Hallo zusammen, ich hätte folgende (natürlich theoretische) Frage und würde mich über Hinweise freuen. Angenommen,
Privatperson P fordert von einem Unternehmer U ihm eine (nach Ansicht von P) zu Unrecht einbehaltene Kaution für ein Mietgeschäft zurück zu zahlen. Man nehme an, es wäre nur ein geringer Betrag, um die 200 EUR. P fühlt sich im Recht, weiss aber nicht, ob er bei einem Gerichtsverfahren nicht doch „nur“ bei einem Vergleich enden würde…

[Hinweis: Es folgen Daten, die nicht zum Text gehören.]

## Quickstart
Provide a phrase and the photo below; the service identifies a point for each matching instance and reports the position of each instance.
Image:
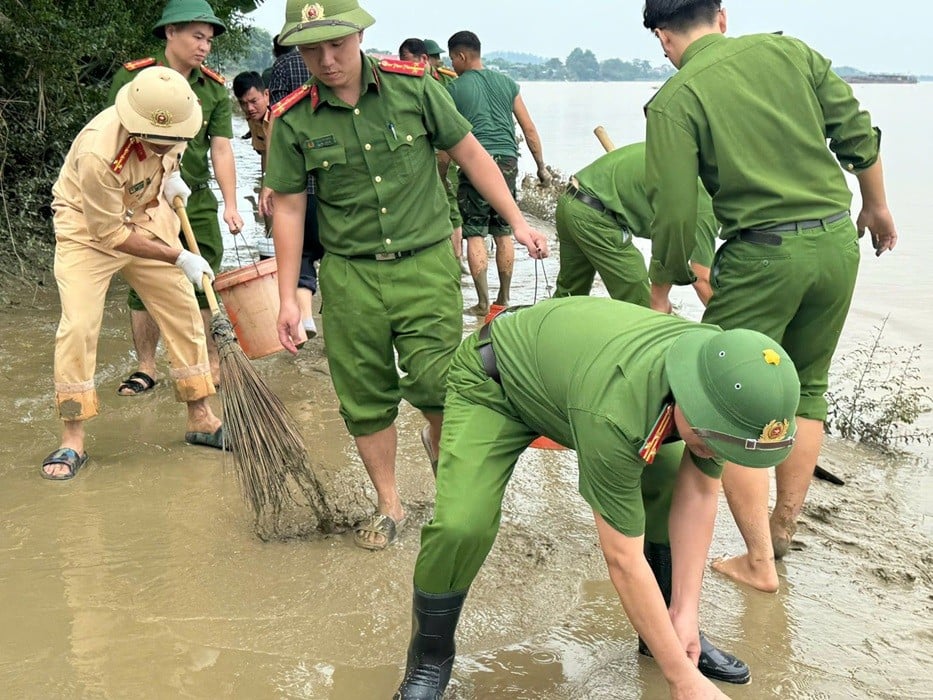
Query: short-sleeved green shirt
(374, 164)
(217, 118)
(590, 373)
(617, 179)
(486, 98)
(751, 116)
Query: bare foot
(781, 536)
(760, 575)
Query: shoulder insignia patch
(293, 98)
(391, 65)
(131, 145)
(139, 63)
(213, 75)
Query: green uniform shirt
(377, 184)
(751, 117)
(617, 179)
(590, 373)
(217, 115)
(486, 98)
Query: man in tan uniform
(112, 214)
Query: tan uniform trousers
(83, 275)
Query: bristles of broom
(265, 442)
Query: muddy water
(143, 577)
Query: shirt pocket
(406, 144)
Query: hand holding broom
(265, 440)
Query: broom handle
(604, 138)
(193, 247)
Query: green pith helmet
(184, 11)
(739, 391)
(310, 23)
(432, 47)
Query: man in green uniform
(604, 206)
(628, 389)
(367, 130)
(188, 28)
(416, 50)
(489, 99)
(751, 116)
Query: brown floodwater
(144, 577)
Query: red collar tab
(391, 65)
(662, 428)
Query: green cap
(310, 23)
(739, 391)
(432, 47)
(184, 11)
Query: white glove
(194, 267)
(176, 187)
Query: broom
(259, 431)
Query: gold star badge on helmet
(309, 13)
(774, 431)
(162, 117)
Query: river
(143, 578)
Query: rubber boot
(714, 663)
(431, 651)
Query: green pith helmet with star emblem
(739, 391)
(310, 23)
(184, 11)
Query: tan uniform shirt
(98, 202)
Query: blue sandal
(67, 457)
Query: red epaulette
(662, 428)
(391, 65)
(139, 63)
(132, 144)
(293, 98)
(213, 75)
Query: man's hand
(880, 224)
(233, 220)
(194, 267)
(289, 324)
(266, 201)
(660, 298)
(173, 187)
(533, 240)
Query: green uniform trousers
(480, 444)
(797, 292)
(591, 242)
(202, 213)
(377, 308)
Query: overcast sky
(873, 35)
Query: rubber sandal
(426, 441)
(379, 524)
(69, 458)
(215, 439)
(138, 383)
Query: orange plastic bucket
(541, 443)
(251, 299)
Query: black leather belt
(388, 256)
(769, 235)
(487, 355)
(582, 196)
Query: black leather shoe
(715, 664)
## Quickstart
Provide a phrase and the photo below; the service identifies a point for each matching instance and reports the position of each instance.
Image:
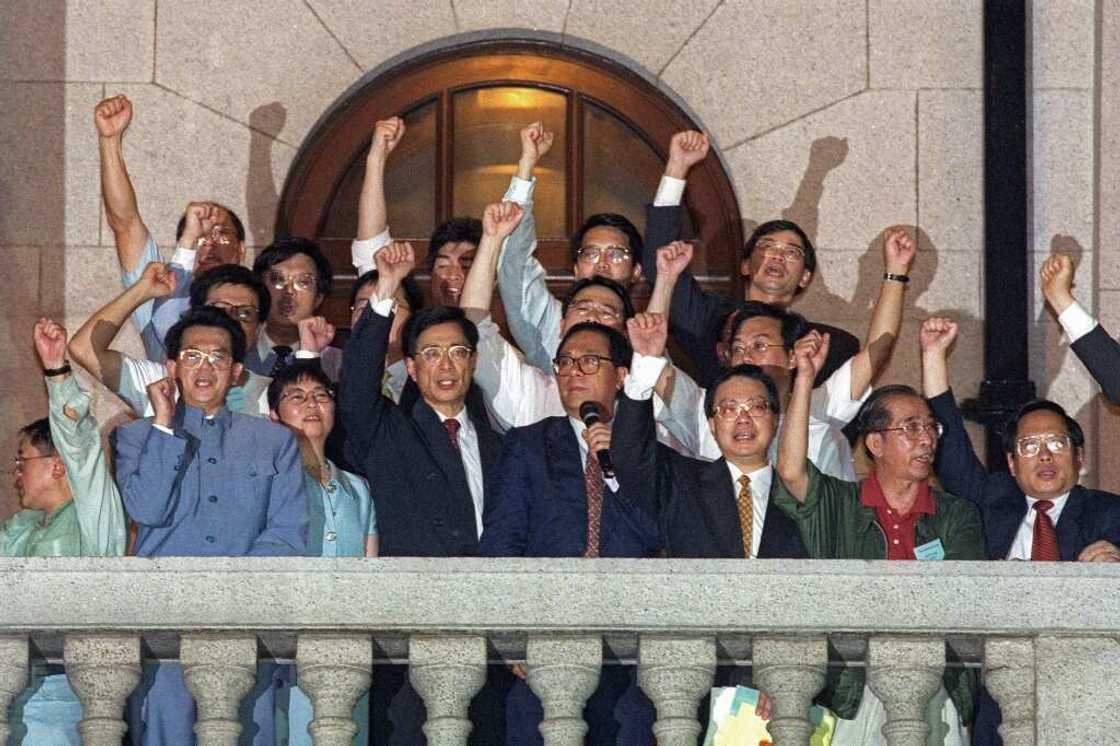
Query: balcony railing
(1044, 633)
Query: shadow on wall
(266, 122)
(33, 212)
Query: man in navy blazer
(699, 501)
(558, 499)
(431, 467)
(1044, 454)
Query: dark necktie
(282, 353)
(1044, 542)
(746, 514)
(453, 432)
(594, 485)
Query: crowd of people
(430, 434)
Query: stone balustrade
(1046, 635)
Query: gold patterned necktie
(746, 513)
(594, 485)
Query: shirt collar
(870, 495)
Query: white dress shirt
(761, 481)
(472, 462)
(1024, 539)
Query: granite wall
(848, 115)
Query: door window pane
(487, 146)
(621, 171)
(410, 183)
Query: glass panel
(410, 183)
(487, 147)
(621, 171)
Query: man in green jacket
(893, 514)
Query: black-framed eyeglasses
(615, 254)
(586, 364)
(914, 429)
(757, 346)
(243, 314)
(298, 397)
(1030, 446)
(729, 409)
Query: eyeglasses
(598, 310)
(298, 397)
(587, 364)
(243, 314)
(787, 252)
(729, 409)
(914, 429)
(432, 354)
(301, 283)
(758, 346)
(220, 235)
(220, 360)
(1032, 445)
(18, 460)
(615, 254)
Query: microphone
(591, 413)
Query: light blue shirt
(342, 514)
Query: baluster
(218, 670)
(563, 672)
(14, 661)
(905, 672)
(675, 673)
(102, 671)
(791, 671)
(334, 671)
(447, 672)
(1009, 675)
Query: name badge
(930, 550)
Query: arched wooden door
(464, 109)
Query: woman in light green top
(71, 507)
(342, 516)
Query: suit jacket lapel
(719, 509)
(1070, 539)
(563, 464)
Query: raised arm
(372, 213)
(898, 252)
(90, 346)
(74, 430)
(112, 117)
(362, 404)
(958, 467)
(1094, 347)
(634, 435)
(532, 314)
(793, 444)
(498, 222)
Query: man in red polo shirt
(893, 514)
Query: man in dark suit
(777, 264)
(1090, 342)
(557, 500)
(717, 509)
(1037, 511)
(430, 468)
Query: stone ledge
(558, 596)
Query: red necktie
(593, 483)
(453, 432)
(1044, 542)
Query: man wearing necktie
(431, 466)
(557, 497)
(1036, 511)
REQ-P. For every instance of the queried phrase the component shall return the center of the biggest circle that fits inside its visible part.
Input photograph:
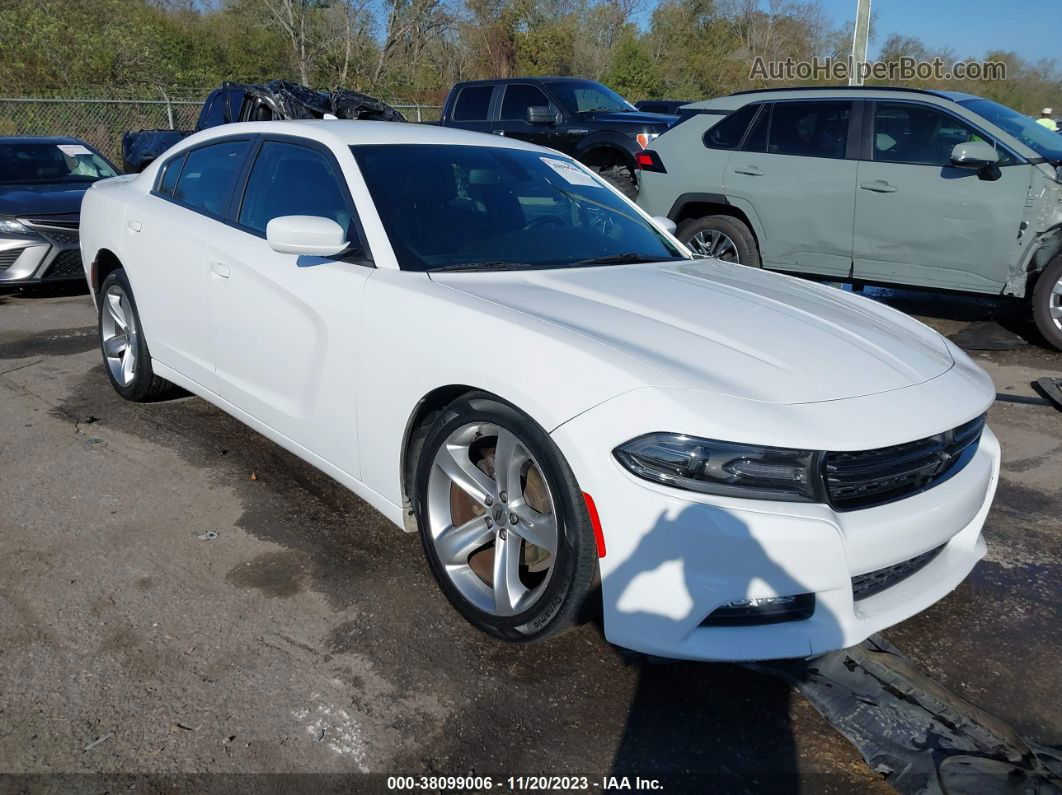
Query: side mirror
(666, 224)
(310, 236)
(974, 155)
(541, 115)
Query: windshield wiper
(622, 259)
(497, 265)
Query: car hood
(726, 329)
(639, 118)
(48, 199)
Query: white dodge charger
(499, 351)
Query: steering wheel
(542, 221)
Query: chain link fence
(101, 122)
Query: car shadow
(697, 726)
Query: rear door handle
(878, 186)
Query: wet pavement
(178, 594)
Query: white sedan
(497, 350)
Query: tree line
(415, 50)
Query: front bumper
(673, 556)
(49, 253)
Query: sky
(971, 28)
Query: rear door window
(473, 104)
(729, 132)
(209, 176)
(518, 99)
(809, 128)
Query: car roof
(353, 133)
(742, 98)
(40, 139)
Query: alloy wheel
(118, 330)
(1055, 305)
(714, 243)
(492, 519)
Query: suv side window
(809, 128)
(209, 175)
(518, 98)
(920, 135)
(290, 179)
(473, 103)
(729, 132)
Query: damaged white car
(496, 349)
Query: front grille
(9, 256)
(66, 264)
(875, 582)
(868, 478)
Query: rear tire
(723, 237)
(125, 356)
(482, 464)
(622, 178)
(1047, 303)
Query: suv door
(922, 221)
(286, 327)
(166, 237)
(794, 174)
(512, 119)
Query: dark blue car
(41, 185)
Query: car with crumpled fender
(934, 189)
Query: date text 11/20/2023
(523, 783)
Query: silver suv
(934, 189)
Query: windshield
(1046, 143)
(489, 207)
(32, 163)
(584, 96)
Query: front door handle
(878, 186)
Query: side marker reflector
(595, 522)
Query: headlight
(723, 467)
(11, 226)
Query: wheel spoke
(535, 528)
(116, 345)
(115, 310)
(127, 364)
(467, 477)
(509, 458)
(456, 543)
(508, 588)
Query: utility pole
(859, 38)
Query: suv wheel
(1047, 303)
(622, 178)
(721, 237)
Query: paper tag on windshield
(571, 173)
(73, 150)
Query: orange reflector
(595, 522)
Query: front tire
(721, 237)
(1047, 303)
(125, 357)
(502, 521)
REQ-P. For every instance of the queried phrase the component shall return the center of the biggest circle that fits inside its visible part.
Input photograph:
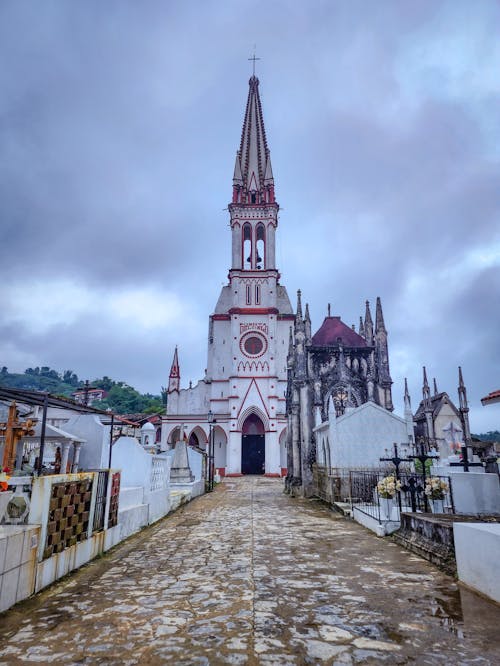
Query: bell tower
(253, 212)
(244, 386)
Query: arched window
(260, 247)
(247, 246)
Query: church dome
(334, 332)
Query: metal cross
(253, 58)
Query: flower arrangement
(436, 488)
(388, 487)
(4, 479)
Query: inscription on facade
(255, 326)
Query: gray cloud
(118, 128)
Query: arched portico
(253, 445)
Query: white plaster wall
(18, 550)
(473, 492)
(359, 438)
(94, 453)
(133, 461)
(477, 546)
(195, 462)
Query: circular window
(253, 344)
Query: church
(267, 376)
(241, 401)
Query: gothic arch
(174, 436)
(253, 410)
(353, 396)
(198, 437)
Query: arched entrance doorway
(253, 448)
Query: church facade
(241, 400)
(331, 373)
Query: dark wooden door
(253, 454)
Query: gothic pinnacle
(379, 317)
(299, 305)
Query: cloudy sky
(119, 123)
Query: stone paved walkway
(248, 575)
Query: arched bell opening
(247, 246)
(253, 446)
(260, 247)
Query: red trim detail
(253, 311)
(260, 394)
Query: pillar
(76, 456)
(64, 456)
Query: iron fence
(100, 500)
(411, 496)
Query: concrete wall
(18, 548)
(94, 454)
(474, 493)
(477, 546)
(358, 438)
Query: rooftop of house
(491, 398)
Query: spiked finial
(361, 330)
(306, 316)
(253, 161)
(462, 391)
(426, 394)
(175, 374)
(379, 318)
(299, 305)
(368, 324)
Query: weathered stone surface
(248, 575)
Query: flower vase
(386, 505)
(5, 498)
(437, 505)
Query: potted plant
(5, 493)
(386, 490)
(435, 490)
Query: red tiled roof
(334, 328)
(491, 398)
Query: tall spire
(174, 379)
(368, 325)
(379, 318)
(408, 414)
(464, 406)
(299, 306)
(407, 396)
(253, 172)
(361, 327)
(307, 323)
(426, 393)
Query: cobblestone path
(248, 575)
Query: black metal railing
(100, 503)
(411, 496)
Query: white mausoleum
(245, 382)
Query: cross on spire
(253, 58)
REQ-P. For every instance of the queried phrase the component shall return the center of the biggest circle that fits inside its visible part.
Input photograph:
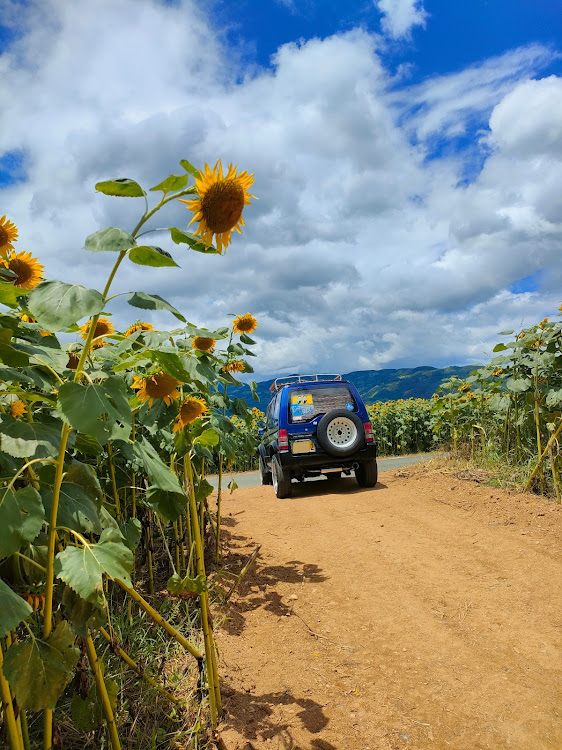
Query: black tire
(340, 433)
(281, 479)
(367, 473)
(265, 474)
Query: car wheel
(265, 474)
(281, 479)
(367, 473)
(340, 432)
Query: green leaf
(76, 510)
(21, 518)
(194, 242)
(85, 476)
(8, 354)
(172, 183)
(87, 714)
(57, 306)
(122, 188)
(147, 255)
(177, 585)
(167, 504)
(131, 532)
(28, 439)
(157, 471)
(9, 294)
(101, 411)
(13, 609)
(83, 568)
(208, 437)
(173, 364)
(152, 302)
(193, 171)
(38, 671)
(110, 239)
(518, 385)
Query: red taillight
(283, 440)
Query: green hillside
(380, 385)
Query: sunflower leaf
(152, 302)
(21, 518)
(9, 294)
(13, 609)
(38, 671)
(157, 471)
(147, 255)
(194, 242)
(83, 568)
(172, 183)
(193, 171)
(56, 305)
(122, 188)
(109, 239)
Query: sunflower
(8, 235)
(160, 385)
(236, 366)
(244, 324)
(139, 326)
(218, 209)
(28, 271)
(203, 343)
(17, 408)
(190, 410)
(103, 328)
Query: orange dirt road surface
(424, 613)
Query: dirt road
(426, 613)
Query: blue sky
(407, 156)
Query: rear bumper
(316, 461)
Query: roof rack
(288, 380)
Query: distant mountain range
(379, 385)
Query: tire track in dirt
(423, 613)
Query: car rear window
(307, 403)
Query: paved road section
(252, 478)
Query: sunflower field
(511, 410)
(403, 426)
(104, 447)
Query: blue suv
(316, 424)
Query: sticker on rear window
(302, 406)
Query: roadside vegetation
(106, 534)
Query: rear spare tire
(340, 432)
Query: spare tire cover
(340, 432)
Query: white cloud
(361, 252)
(400, 16)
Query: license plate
(302, 446)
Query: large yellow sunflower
(218, 209)
(244, 324)
(28, 271)
(190, 410)
(160, 385)
(103, 328)
(139, 326)
(8, 235)
(203, 343)
(236, 366)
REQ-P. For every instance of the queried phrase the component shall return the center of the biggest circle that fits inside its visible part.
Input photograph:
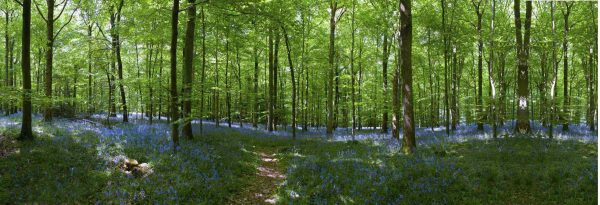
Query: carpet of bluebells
(73, 161)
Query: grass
(503, 171)
(61, 168)
(68, 164)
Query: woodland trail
(263, 184)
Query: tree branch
(40, 11)
(69, 21)
(18, 2)
(61, 11)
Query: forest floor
(263, 185)
(78, 161)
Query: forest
(298, 102)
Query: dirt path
(264, 183)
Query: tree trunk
(255, 110)
(566, 108)
(188, 68)
(173, 52)
(353, 73)
(117, 47)
(272, 85)
(227, 89)
(491, 72)
(479, 66)
(203, 72)
(49, 57)
(385, 59)
(289, 54)
(523, 126)
(446, 92)
(26, 131)
(409, 144)
(333, 7)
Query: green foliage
(506, 171)
(58, 168)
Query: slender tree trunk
(227, 88)
(332, 24)
(188, 69)
(446, 97)
(26, 131)
(566, 108)
(479, 66)
(276, 107)
(591, 95)
(49, 57)
(289, 55)
(353, 73)
(523, 126)
(270, 103)
(117, 47)
(491, 72)
(385, 60)
(255, 111)
(7, 78)
(173, 52)
(215, 102)
(90, 60)
(409, 144)
(239, 91)
(203, 72)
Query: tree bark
(26, 131)
(188, 60)
(523, 126)
(332, 24)
(566, 108)
(117, 47)
(385, 59)
(49, 57)
(203, 72)
(173, 52)
(409, 144)
(289, 55)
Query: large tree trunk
(409, 144)
(523, 126)
(173, 86)
(479, 66)
(90, 60)
(270, 104)
(7, 15)
(188, 69)
(384, 121)
(255, 91)
(446, 87)
(26, 131)
(227, 88)
(491, 73)
(203, 72)
(289, 55)
(591, 95)
(49, 57)
(215, 102)
(353, 73)
(333, 7)
(117, 47)
(566, 108)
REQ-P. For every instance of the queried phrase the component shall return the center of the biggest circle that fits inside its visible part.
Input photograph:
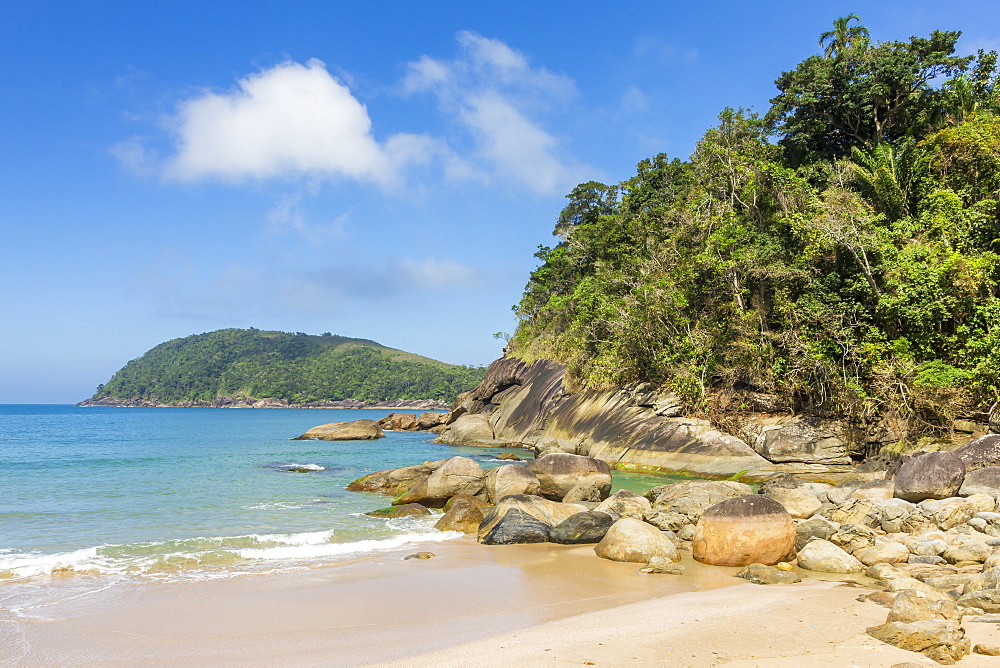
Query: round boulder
(933, 475)
(560, 472)
(745, 530)
(509, 479)
(633, 540)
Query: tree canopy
(298, 368)
(838, 254)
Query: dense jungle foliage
(837, 255)
(298, 368)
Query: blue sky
(378, 170)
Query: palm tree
(844, 37)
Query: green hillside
(838, 253)
(297, 368)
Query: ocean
(104, 497)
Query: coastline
(471, 605)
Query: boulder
(856, 511)
(587, 527)
(982, 481)
(399, 422)
(548, 512)
(942, 641)
(509, 479)
(469, 429)
(825, 557)
(883, 553)
(967, 550)
(815, 527)
(560, 472)
(395, 481)
(464, 516)
(406, 510)
(802, 439)
(588, 489)
(854, 537)
(692, 497)
(953, 512)
(933, 475)
(632, 540)
(458, 475)
(764, 574)
(515, 527)
(431, 419)
(980, 452)
(359, 430)
(745, 530)
(625, 503)
(799, 503)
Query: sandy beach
(471, 605)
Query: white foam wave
(305, 538)
(319, 551)
(26, 564)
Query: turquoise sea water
(138, 494)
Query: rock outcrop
(359, 430)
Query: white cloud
(493, 92)
(290, 119)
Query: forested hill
(297, 368)
(837, 254)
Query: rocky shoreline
(251, 402)
(922, 535)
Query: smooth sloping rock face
(470, 429)
(635, 541)
(586, 527)
(980, 452)
(693, 497)
(939, 640)
(624, 503)
(934, 475)
(799, 503)
(359, 430)
(982, 481)
(559, 472)
(542, 509)
(764, 574)
(825, 557)
(911, 606)
(745, 530)
(462, 516)
(809, 440)
(510, 479)
(395, 481)
(458, 475)
(514, 527)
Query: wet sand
(471, 605)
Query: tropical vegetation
(298, 368)
(836, 255)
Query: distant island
(269, 369)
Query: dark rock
(934, 475)
(764, 574)
(406, 510)
(558, 473)
(394, 481)
(585, 527)
(516, 526)
(745, 530)
(980, 452)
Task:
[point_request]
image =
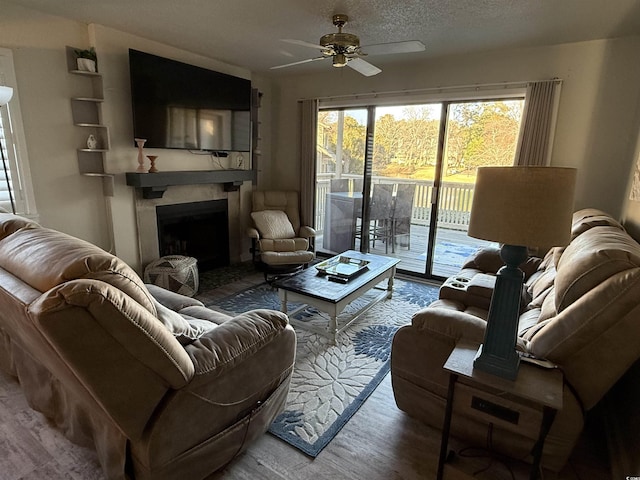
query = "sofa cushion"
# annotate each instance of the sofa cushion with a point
(10, 223)
(183, 328)
(588, 218)
(590, 259)
(45, 258)
(273, 224)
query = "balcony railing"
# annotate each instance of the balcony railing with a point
(453, 211)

P hat U schon entsprechend gemahnt, U ist nun in Verzug, hat also weiterhin nicht bezahlt.
P möchte seiner Forderung mittels eines Mahnbescheids Nachdruck verleihen, da dieser recht günstig (ohne Anwalt) gestellt werden kann und die Hilfe eines Anwalts in keinem wirtschaftslich sinnvollen Verhältnis zur Forderung stehen würde - schon ein Brief würde wohl ählich viel kosten wie die Forderung wert ist. Es geht also darum, mit dem Mahnbescheid mehr zu „drohen“ als es wirklich auf einen Prozess ankommen lassen zu wollen (wegen dem geringen Forderungsbetrag).
Wenn P nun den Mahnbescheid beantragt, müsste sich U ja innerhalb von zwei Wochen mit einem Einspruch beim Gericht melden, es würde dann automatisch zum Verfahren kommen - dieses will P aber eigentlich auch nicht führen, da auch hier hohe Kosten entstehen.
Nun die Frage: Kann P in diesem Fall immer noch dem Gericht mitteilen, dass er doch kein Verfahren möchte und auf seine Forderung verzichtet (obwohl er dass eigentlich nicht will, die Forderung für einen weitergehenden Aufwand zu gering ist)? Natürlich würde P dann auf den Kosten für den Mahnbescheid sitzen bleiben…
Ja, kann er.
Das Mahnverfahren vor Gericht findet nicht automatisch statt, sondern nur auf Antrag des Gläubigers (das bist DU) und auch nur nach Zahlung weiterer Gerichtskosten .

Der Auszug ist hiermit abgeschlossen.